The journey toward inner peace, while navigating the complexities of familial relationships, can be a winding road. Growing up, children seek solace and guidance from their parents. However, it can be frustrating when they happen to be the source of your pain and refuse to seek help.
Having a parent who won’t go to therapy can be challenging. This refusal can leave lasting scars, echoing through adulthood and negatively affecting the ability to forge healthy connections and find solace internally. Licensed psychotherapist Shani Philip helps people navigate through that journey of healing and self-discovery. She offers insights to her clients on how to find inner peace, in the midst of emotional turmoil from a parent who won’t go to therapy or take accountability for their actions.
Acknowledgment and Acceptance
There is profound impact on the wounds left by your parents.
“Let’s just start by acknowledging that it can be extremely painful and traumatic to be hurt by the same person who created you and was designed to guide and protect you physically and emotionally,” she told 21Ninety. “Acknowledgment and acceptance [is] the first steps.”
However, acknowledgment is only the beginning. Philip emphasizes the importance of recognizing your limitations when changing someone else’s narrative. “You can’t change someone who is committed to being stuck in their own narrative,” she said.
She advises people to focus on self-care, journaling and therapy to process emotions. Resources, like Alma, are great ways to “focus on yourself and let them work on them, while you work on you.”
Moving Onward
Setting boundaries becomes very important in maintaining a relationship while protecting one’s emotional well-being. Philip suggests transparent communication with parents, expressing needs explicitly and outlining consequences for boundary violations. Forgiveness also emerges as a central theme in the journey toward inner peace. Philip emphasizes viewing parents as flawed individuals with their own struggles and traumas.
“When you learn to view your parents as just human beings who are flawed …, you learn grace,” she reflects. “In the process of finding inner peace, it is important to prioritize yourself while also fostering compassion for your parents.”

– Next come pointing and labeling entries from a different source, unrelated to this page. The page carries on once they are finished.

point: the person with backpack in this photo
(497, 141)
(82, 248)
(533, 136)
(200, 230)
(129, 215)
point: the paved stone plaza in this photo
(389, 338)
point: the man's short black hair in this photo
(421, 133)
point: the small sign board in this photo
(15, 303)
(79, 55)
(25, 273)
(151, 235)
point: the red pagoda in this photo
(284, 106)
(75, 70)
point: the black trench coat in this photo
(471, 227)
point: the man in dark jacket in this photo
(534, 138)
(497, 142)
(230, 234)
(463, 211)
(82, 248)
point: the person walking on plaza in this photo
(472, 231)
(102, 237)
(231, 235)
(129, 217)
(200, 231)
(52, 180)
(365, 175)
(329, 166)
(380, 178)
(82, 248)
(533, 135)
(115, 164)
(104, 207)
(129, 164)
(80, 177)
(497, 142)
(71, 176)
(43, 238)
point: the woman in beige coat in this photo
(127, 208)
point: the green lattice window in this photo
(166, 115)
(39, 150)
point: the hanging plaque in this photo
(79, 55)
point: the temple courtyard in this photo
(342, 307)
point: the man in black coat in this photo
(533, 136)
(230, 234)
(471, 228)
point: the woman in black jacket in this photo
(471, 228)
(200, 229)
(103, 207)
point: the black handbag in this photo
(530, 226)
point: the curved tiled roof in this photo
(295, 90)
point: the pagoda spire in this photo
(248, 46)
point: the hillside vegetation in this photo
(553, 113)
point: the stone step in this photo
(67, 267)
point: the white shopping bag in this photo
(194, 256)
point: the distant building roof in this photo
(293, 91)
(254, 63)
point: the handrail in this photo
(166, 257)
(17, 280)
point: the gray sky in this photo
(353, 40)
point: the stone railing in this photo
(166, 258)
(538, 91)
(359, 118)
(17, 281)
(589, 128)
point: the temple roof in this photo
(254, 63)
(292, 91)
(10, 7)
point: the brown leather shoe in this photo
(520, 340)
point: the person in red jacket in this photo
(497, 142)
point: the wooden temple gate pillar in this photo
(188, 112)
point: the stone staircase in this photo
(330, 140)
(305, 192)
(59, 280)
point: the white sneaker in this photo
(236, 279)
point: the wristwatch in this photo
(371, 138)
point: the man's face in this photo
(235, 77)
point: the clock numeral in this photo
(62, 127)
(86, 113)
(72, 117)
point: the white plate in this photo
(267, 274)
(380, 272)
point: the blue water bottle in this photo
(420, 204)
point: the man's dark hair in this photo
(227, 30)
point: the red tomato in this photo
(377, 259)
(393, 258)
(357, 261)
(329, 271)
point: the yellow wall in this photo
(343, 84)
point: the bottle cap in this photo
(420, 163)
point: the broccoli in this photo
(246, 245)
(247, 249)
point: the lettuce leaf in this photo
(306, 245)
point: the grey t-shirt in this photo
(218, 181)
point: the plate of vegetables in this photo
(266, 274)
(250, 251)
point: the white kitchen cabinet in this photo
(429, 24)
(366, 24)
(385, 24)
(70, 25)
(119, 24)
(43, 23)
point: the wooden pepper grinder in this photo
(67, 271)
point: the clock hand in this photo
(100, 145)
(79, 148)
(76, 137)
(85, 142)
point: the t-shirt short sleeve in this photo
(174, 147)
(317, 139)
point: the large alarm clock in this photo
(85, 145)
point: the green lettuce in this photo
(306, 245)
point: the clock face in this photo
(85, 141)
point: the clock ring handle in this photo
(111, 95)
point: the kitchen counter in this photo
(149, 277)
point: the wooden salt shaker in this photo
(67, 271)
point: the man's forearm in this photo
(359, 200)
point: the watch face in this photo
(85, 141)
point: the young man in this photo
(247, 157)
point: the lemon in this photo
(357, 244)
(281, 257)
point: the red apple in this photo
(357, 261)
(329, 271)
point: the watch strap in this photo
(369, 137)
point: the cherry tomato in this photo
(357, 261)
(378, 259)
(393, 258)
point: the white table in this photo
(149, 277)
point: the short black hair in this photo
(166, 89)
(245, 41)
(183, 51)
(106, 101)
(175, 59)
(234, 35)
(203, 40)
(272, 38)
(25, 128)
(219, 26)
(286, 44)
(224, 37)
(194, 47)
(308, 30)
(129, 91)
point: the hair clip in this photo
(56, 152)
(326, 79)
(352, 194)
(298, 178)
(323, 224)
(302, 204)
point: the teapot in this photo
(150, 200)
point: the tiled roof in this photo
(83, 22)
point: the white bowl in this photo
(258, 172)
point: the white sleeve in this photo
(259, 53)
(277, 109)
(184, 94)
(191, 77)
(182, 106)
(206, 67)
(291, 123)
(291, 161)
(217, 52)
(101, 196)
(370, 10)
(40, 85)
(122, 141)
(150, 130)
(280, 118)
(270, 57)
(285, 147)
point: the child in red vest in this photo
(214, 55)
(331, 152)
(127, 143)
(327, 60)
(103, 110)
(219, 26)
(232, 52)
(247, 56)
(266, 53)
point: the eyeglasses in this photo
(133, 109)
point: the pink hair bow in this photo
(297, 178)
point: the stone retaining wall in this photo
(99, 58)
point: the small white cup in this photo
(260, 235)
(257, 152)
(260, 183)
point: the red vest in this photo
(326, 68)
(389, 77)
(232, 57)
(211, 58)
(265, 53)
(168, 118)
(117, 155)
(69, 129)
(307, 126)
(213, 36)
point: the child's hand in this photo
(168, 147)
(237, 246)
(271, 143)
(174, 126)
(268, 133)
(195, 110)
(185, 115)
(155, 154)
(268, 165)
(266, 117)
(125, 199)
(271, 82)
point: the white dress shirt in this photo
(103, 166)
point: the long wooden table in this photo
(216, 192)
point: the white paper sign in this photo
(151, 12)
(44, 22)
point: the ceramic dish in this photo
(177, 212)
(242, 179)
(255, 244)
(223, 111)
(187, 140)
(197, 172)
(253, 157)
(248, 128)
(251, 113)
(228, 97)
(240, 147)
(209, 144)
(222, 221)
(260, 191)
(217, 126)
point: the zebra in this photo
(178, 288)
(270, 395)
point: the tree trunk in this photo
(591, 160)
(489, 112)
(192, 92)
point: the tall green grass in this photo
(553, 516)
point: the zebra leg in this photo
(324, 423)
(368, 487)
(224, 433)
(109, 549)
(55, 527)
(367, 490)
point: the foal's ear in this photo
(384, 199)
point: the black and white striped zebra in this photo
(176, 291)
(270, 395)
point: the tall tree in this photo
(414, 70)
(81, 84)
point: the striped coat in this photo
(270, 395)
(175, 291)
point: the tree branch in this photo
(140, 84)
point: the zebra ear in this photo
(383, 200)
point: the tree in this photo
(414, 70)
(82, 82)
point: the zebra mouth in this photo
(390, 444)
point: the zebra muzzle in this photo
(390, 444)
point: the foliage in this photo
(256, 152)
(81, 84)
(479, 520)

However, Philip underscores that forgiveness does not necessitate reconciliation. She says the act is “more about lightening your burden” and “unloading some of the negative emotions caused by past trauma.” Her main goal is to help people move forward with their life through forgiveness.
During this journey toward inner peace, people may face guilt and conflict. Philip reassures everyone that prioritizing their own well-being is both acceptable and imperative.
“Taking care of yourself and putting yourself first is okay,” she affirms. “You are your greatest asset.”